In 2018, not only does April 15 fall on a Sunday, but April 16 is a federal holiday in our nation's capital. As a result, Uncle Sam is generously giving you until Tuesday, April 17 to file your tax return.
Don't use the break to procrastinate another two days. Here are some lesser-known deductions to include in your preparations for a lower tax bill and hopefully a higher refund.
1. Charitable Donations
Everyone knows you can write off cash contributions to approved non-profit organizations. Did you know that you can also deduct expenses incurred for charitable work? This includes a per-mile rate or public transportation fee for traveling back and forth to volunteer jobs.
2. State Income Taxes
If you pay a state income tax and you owed money with last year's return, that amount can be deducted from your federal taxes. Do you live in a state with no income tax? You have the option of deducting state sales tax.
3. Job Search Expenses
A job search can be costly. If you're looking for a new job in your current line of work, you may be able to deduct related expenses that exceed two percent of your adjusted gross income (AGI), even if you don't end up finding a job. Allowable items include resume writing and printing, auto mileage and employment agency fees.

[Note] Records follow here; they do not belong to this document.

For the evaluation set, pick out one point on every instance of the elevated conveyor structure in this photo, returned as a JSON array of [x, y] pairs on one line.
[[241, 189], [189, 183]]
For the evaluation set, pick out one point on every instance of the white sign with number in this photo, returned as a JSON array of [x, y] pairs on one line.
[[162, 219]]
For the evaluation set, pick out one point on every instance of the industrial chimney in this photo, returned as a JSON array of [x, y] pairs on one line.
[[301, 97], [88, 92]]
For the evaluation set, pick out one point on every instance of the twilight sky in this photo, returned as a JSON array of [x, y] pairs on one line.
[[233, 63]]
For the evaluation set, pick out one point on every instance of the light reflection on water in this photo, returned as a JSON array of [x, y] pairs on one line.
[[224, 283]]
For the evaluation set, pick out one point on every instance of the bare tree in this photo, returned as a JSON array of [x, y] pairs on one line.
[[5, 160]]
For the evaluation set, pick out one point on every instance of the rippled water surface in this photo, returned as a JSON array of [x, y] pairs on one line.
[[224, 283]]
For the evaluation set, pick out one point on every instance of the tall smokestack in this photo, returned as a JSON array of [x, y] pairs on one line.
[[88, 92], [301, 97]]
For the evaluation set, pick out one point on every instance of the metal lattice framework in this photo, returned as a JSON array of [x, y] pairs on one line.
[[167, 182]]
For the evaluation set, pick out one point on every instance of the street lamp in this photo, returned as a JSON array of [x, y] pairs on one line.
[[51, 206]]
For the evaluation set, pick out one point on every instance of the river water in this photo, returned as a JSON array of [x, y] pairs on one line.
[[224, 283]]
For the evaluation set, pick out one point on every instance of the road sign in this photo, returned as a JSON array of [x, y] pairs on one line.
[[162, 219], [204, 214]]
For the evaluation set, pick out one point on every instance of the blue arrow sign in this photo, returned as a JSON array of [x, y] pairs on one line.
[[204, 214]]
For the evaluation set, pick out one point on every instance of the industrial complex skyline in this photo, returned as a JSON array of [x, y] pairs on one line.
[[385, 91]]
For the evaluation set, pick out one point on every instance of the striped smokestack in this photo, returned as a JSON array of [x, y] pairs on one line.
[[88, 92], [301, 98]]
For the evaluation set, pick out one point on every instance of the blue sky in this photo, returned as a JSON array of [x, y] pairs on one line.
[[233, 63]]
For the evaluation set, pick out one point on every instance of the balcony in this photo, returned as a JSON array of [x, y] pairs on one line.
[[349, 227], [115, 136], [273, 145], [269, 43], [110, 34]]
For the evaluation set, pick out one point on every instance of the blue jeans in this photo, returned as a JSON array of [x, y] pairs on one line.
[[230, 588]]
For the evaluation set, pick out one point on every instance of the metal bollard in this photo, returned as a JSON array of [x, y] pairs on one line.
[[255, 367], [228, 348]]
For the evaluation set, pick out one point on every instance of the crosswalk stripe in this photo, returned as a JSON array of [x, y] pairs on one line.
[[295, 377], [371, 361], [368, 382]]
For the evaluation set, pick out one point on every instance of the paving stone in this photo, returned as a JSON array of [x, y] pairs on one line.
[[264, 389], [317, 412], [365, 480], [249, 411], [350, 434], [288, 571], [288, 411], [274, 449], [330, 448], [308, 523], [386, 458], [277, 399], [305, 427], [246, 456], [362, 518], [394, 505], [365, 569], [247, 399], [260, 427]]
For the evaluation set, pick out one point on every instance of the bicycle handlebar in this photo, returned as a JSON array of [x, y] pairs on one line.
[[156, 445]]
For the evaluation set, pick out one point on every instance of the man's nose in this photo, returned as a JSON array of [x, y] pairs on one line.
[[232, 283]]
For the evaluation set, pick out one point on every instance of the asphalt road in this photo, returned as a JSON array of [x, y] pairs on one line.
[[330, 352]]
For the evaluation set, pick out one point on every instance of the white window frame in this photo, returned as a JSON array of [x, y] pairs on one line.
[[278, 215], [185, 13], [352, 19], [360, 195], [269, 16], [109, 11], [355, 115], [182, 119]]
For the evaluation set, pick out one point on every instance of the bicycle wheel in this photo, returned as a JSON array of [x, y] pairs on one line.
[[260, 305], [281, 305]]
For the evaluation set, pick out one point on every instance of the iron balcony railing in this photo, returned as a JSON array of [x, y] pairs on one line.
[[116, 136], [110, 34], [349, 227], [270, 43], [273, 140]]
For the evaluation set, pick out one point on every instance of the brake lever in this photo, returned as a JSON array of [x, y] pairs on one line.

4. Job-Related Moving Expenses
Congratulations! You accepted that great new job offer, but the commute is more than 50 miles longer than your previous one. The good news is that you can deduct any unreimbursed moving expenses without limit as long as they are "reasonable and necessary," such as rental trucks or short-term storage.
5. Medical and Dental Expenses
Even if you have health insurance, unreimbursed medical and dental expenses can add up, especially in times of serious health problems. You can deduct any such expenses that exceed 10% of your annual gross income.
6. Safe Deposit Box Rent
Do you keep copies of stocks, bonds and other financial information in a safe deposit box? The rental fee can be deducted on your tax return. Note that this doesn't apply for storing jewelry or personal, non-income-generating items.
7. Home Office
Working from home is becoming more common each year. If you use the spare bedroom in your Springs luxury apartment home as an office, you may be eligible for business expense deductions such as a prorated portion of rent.
IRS regulations change frequently, so be sure to consult a professional for specific information.